Damon goes in to praise Randy Boyagoda’s Neuhaus biography, even though it criticizes him (Damon) pretty strongly. He says that reading it made him regret that his and Neuhaus’s relationship ended as acrimoniously as it did:
I had no business working at First Things. I was never as religious as Neuhaus, and I never shared his views about the essential role of religion in American history and public life. Those are important differences. But the most intractable one — the one that eventually turned me from a dissenting friend into a publicly declared enemy — was our deeply antithetical views of the proper relationship of politics to the life of the mind.
I have a genuine respect for politics, recognize its importance and dignity, and think that it reveals certain aspects of human nature more vividly than any other activity or pursuit.

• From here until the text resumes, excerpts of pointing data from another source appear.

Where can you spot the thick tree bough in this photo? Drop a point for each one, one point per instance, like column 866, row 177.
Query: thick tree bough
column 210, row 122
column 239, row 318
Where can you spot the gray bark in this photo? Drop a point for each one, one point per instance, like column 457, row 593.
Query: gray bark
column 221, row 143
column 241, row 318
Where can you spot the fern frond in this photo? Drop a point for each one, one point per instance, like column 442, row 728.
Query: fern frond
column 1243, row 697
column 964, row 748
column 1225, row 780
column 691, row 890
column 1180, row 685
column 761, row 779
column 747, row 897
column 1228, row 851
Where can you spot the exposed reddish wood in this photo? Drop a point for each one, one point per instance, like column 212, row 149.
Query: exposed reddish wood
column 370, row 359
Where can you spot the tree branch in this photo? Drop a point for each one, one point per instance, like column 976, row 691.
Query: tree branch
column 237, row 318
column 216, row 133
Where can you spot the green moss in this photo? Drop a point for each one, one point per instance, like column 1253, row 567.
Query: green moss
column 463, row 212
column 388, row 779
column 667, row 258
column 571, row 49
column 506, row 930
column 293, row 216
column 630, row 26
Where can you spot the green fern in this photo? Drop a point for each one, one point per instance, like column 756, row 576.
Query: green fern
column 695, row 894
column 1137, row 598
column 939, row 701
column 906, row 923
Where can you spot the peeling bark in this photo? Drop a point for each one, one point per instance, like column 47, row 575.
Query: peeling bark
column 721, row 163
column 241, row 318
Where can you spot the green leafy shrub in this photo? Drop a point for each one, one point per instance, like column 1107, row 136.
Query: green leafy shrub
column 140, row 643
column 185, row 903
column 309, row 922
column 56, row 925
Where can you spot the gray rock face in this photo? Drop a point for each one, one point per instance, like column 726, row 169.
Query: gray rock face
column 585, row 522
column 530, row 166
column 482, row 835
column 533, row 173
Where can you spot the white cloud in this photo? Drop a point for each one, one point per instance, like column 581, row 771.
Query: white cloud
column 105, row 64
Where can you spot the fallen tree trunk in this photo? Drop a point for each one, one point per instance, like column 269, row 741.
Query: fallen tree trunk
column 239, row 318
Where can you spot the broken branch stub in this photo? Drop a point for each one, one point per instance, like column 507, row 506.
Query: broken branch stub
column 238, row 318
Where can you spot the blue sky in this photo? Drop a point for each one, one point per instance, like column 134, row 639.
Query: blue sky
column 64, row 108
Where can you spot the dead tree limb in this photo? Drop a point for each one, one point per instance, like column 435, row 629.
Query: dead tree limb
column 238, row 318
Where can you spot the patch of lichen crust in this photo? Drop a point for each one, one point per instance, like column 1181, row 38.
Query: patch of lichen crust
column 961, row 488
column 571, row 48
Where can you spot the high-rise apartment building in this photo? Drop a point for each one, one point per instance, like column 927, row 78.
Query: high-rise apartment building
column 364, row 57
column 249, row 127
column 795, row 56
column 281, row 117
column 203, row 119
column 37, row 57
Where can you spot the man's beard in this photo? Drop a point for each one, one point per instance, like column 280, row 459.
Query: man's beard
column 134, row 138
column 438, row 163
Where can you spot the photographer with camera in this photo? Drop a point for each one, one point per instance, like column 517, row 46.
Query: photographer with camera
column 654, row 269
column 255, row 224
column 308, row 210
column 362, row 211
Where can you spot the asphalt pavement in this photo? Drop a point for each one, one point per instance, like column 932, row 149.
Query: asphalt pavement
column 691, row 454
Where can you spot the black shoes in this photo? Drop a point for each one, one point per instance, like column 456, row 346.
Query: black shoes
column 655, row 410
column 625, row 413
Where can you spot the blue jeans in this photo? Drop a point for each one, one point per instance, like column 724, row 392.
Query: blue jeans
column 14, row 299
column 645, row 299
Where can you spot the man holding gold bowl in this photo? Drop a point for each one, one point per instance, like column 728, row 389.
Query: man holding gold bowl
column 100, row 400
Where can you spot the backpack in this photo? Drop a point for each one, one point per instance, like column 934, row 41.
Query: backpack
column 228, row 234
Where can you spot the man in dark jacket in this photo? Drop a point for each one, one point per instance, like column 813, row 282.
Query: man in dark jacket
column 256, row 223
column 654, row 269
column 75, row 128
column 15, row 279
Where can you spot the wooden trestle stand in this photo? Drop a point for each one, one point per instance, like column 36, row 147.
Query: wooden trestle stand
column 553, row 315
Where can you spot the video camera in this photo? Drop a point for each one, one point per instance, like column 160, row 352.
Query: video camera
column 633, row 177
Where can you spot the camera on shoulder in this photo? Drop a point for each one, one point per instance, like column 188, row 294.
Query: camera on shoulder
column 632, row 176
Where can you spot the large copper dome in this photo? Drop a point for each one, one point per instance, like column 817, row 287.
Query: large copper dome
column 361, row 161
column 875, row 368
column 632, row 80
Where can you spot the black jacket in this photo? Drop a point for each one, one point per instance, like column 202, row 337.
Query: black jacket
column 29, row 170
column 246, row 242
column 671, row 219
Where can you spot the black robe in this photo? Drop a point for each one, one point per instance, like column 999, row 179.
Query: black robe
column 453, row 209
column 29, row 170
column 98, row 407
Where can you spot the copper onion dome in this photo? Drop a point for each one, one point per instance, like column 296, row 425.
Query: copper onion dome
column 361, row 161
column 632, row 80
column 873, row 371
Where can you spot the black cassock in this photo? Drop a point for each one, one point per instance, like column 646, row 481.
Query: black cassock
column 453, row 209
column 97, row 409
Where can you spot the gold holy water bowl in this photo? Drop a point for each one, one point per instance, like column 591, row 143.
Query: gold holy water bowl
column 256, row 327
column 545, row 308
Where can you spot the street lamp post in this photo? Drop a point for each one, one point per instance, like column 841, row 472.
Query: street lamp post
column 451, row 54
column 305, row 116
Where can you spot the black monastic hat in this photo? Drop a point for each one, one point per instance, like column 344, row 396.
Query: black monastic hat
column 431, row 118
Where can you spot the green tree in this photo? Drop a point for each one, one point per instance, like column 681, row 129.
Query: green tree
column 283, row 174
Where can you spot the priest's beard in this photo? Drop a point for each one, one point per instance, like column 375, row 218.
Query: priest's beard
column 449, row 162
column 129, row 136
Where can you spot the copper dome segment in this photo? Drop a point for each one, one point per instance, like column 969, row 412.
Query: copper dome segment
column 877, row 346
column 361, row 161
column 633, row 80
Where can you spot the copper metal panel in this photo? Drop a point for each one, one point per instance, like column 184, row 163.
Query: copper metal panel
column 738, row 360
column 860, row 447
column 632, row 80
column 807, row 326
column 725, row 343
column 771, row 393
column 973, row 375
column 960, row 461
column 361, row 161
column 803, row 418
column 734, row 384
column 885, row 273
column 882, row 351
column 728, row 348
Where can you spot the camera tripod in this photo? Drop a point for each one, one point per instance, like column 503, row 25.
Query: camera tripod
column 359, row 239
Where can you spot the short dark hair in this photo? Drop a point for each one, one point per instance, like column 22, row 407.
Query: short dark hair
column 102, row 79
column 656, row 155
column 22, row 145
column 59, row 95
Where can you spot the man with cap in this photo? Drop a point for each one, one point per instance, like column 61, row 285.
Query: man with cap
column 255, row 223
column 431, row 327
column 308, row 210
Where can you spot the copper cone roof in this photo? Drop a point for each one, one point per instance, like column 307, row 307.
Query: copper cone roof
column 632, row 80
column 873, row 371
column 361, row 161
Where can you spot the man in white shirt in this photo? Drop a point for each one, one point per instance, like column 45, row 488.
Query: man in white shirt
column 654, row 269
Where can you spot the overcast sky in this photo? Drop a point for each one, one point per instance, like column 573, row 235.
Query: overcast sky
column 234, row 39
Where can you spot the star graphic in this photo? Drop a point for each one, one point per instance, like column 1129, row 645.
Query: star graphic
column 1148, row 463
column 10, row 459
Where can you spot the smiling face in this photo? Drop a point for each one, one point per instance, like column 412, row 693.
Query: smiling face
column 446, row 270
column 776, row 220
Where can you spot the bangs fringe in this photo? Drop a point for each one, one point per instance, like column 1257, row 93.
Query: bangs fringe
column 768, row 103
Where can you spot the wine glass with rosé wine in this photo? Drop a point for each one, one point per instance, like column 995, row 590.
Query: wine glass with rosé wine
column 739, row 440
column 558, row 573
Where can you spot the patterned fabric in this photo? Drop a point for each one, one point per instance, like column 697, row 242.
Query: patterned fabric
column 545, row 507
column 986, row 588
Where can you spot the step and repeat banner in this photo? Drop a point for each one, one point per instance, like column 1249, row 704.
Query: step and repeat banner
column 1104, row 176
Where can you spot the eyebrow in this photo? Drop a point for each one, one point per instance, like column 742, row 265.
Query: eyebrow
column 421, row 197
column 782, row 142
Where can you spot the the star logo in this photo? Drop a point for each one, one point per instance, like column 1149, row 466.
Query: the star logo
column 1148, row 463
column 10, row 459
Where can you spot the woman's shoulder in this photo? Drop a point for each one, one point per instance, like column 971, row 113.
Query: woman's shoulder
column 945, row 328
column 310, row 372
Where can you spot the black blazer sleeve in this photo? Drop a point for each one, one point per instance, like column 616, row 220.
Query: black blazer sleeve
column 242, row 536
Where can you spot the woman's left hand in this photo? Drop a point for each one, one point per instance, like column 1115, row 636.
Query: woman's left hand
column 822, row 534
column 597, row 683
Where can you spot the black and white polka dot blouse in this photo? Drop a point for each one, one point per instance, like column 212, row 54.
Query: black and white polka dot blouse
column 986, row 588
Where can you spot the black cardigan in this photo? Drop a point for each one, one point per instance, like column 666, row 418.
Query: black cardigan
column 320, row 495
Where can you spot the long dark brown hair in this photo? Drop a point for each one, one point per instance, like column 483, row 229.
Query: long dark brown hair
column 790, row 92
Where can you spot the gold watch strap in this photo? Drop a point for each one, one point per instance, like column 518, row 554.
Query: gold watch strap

But I also believe very strongly that its loyalties and commitments, its partisanship and partiality, stand in permanent, irresolvable tension, even fundamental contradiction, with the pursuit of truth, whether through reason or revelation. When philosophical, theological, or historical ideas are blended with political passions and convictions, the result is very often a species of propaganda.
Reliability may well be a political virtue. It’s also a pretty serious intellectual vice.
Boy, is that ever true — and it’s a vice that all of us are tempted to indulge in, no matter what our political and religious convictions. Favoring solidarity to the cause and its advocates over truth-telling — especially telling the truth to our friends and allies — is a recipe for disaster.
You really need to read Damon’s essay to see what he thinks of as Neuhaus’s most valuable legacy as a thinker: not his efforts as a politically engaged theologian, but his pensées as a suffering Christian. I read the Neuhaus book Damon praises, and agree with him that it is beautiful and profound. I thought about Neuhaus’s book about his own cancer many times when my sister struggled with it.
There is an enormous, Neuhaus-sized hole among the theocons today. I came to disagree with much of what he stood for, but I cherished the man as a thinker and a writer, and deeply miss his voice. We are in a post-Neuhaus age with regard to how conservative Christian thinkers consider the place of religious believers in the public square. The symposium First Things convened last autumn at its offices served as an unofficial recognition of that fact (or so it seemed to me). Read the reflections of Michael Hanby, George Weigel, and Your Working Boy, offered at that meeting.
I hope that one valuable lesson we theocons have learned from that era is that whatever role orthodox Christianity has to play in American public life, acting as chaplains to the Republican Party must be completely off the table.